Time required for ccomps to finish rises exponentially with graph size making it appear non-responsive
I am running ccomps on 16 large all different non-directed graphs (input file size 14–129 MB, 273,700–2,688,198 nodes, 137,257–1,367,285 edges). The number of subgraphs is very close to the number of edges.

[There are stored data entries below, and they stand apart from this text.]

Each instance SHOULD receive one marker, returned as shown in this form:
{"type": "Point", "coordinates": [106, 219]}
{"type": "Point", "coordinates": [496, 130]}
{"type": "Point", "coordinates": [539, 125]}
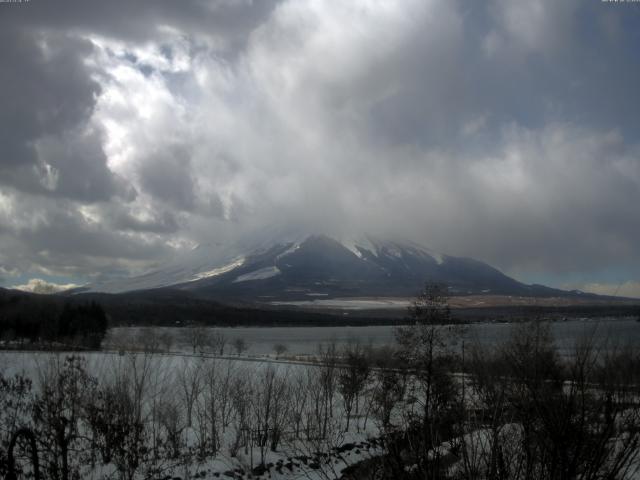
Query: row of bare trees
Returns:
{"type": "Point", "coordinates": [439, 408]}
{"type": "Point", "coordinates": [518, 410]}
{"type": "Point", "coordinates": [198, 340]}
{"type": "Point", "coordinates": [140, 415]}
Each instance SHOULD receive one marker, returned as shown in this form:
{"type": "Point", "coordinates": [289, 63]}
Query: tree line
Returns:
{"type": "Point", "coordinates": [42, 322]}
{"type": "Point", "coordinates": [433, 406]}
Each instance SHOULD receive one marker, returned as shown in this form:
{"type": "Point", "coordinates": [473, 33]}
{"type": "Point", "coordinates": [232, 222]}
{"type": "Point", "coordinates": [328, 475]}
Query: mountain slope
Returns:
{"type": "Point", "coordinates": [321, 266]}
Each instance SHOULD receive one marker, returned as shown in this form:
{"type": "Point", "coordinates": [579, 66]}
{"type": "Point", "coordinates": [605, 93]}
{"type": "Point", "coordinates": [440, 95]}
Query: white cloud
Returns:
{"type": "Point", "coordinates": [37, 285]}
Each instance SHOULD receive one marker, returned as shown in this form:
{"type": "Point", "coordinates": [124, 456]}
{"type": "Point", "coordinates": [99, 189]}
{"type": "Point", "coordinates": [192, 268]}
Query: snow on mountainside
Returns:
{"type": "Point", "coordinates": [303, 266]}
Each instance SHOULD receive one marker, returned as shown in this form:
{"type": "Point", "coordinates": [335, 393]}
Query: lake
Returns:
{"type": "Point", "coordinates": [305, 340]}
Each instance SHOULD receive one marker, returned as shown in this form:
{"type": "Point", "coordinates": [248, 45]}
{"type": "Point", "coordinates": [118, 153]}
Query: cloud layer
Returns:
{"type": "Point", "coordinates": [506, 131]}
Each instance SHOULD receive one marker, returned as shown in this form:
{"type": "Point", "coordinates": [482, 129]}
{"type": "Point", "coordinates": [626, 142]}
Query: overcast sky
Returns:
{"type": "Point", "coordinates": [508, 131]}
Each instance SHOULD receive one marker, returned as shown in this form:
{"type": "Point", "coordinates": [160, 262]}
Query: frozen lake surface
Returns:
{"type": "Point", "coordinates": [305, 340]}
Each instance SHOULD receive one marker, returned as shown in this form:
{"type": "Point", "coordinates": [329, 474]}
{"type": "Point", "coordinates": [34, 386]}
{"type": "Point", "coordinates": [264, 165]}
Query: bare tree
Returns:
{"type": "Point", "coordinates": [190, 385]}
{"type": "Point", "coordinates": [279, 349]}
{"type": "Point", "coordinates": [240, 346]}
{"type": "Point", "coordinates": [218, 342]}
{"type": "Point", "coordinates": [195, 337]}
{"type": "Point", "coordinates": [352, 378]}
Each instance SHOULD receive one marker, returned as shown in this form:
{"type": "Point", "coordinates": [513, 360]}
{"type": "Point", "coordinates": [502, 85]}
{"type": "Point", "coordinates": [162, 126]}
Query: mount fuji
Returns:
{"type": "Point", "coordinates": [308, 267]}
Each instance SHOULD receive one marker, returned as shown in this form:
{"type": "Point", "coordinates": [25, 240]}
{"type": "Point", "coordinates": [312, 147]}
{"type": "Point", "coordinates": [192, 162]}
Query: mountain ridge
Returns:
{"type": "Point", "coordinates": [319, 265]}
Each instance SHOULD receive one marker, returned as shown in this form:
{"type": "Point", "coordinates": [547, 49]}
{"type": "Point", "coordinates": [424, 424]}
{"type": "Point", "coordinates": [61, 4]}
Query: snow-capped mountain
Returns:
{"type": "Point", "coordinates": [317, 266]}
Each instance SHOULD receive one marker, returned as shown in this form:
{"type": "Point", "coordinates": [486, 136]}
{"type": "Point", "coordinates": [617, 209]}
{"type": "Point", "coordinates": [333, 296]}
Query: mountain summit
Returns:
{"type": "Point", "coordinates": [320, 266]}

In all cases ccomps outputs in less than a minute probably almost all subgraphs and then hangs for over an hour spending 100% CPU time. I experimented with smaller graph sizes, and it appears that that time spent by ccomps rises exponentially as the graph size increases. A connected components algorithm based on a BFS has a time complexity of O(|V| + |E|), so it appears that ccomps does something incorrectly after outputting the graph.
| Nodes | Edges | Time |
|---|---|---|
| 3996 | 1998 | 0m0.550s |
| 7997 | 3998 | 0m2.674s |
| 14,987 | 7503 | 0m13.658s |
| 29,927 | 15,004 | 1m15.495s |
| 59,886 | 30,004 | 5m53.489s |
| 284,032 | 142,476 | > 90m |
Steps to reproduce
Run ccomps on the file https://www.balab.aueb.gr/~dds/ec_pairs-12.gv
Expected Behaviour
ccomps should terminate soon after outputting the last subgraph.
Actual Behaviour
ccomps outputs most of the results (probably minus last unflushed buffer contents) and then appears to hang. Deleting most lines from the input reduces the runtime as shown in the above table.
OS Version
Debian, Red Hat Linux, and Windows 11 Cygwin.
Graphviz Version
12.1.0, 8.0.5 (20230508.1809), 2.50.0 (20211204.2007), 2.43.0.
Additional info
The unproductive time appears to be spent in the write.c:write_body edge iteration loop, after all subgraphs have been written. I guess each edge output test iterates over all generated subgraphs, thereby resulting in the exponential complexity. Removing the useless part from the code path, has ccomps finish correctly the processing of the table's last data set (284,032 nodes, 142,476 edges, yielding 141,555 subgraphs) in just 9s. The same speedup can be also achieved (for slightly different output) by running ccomps -x.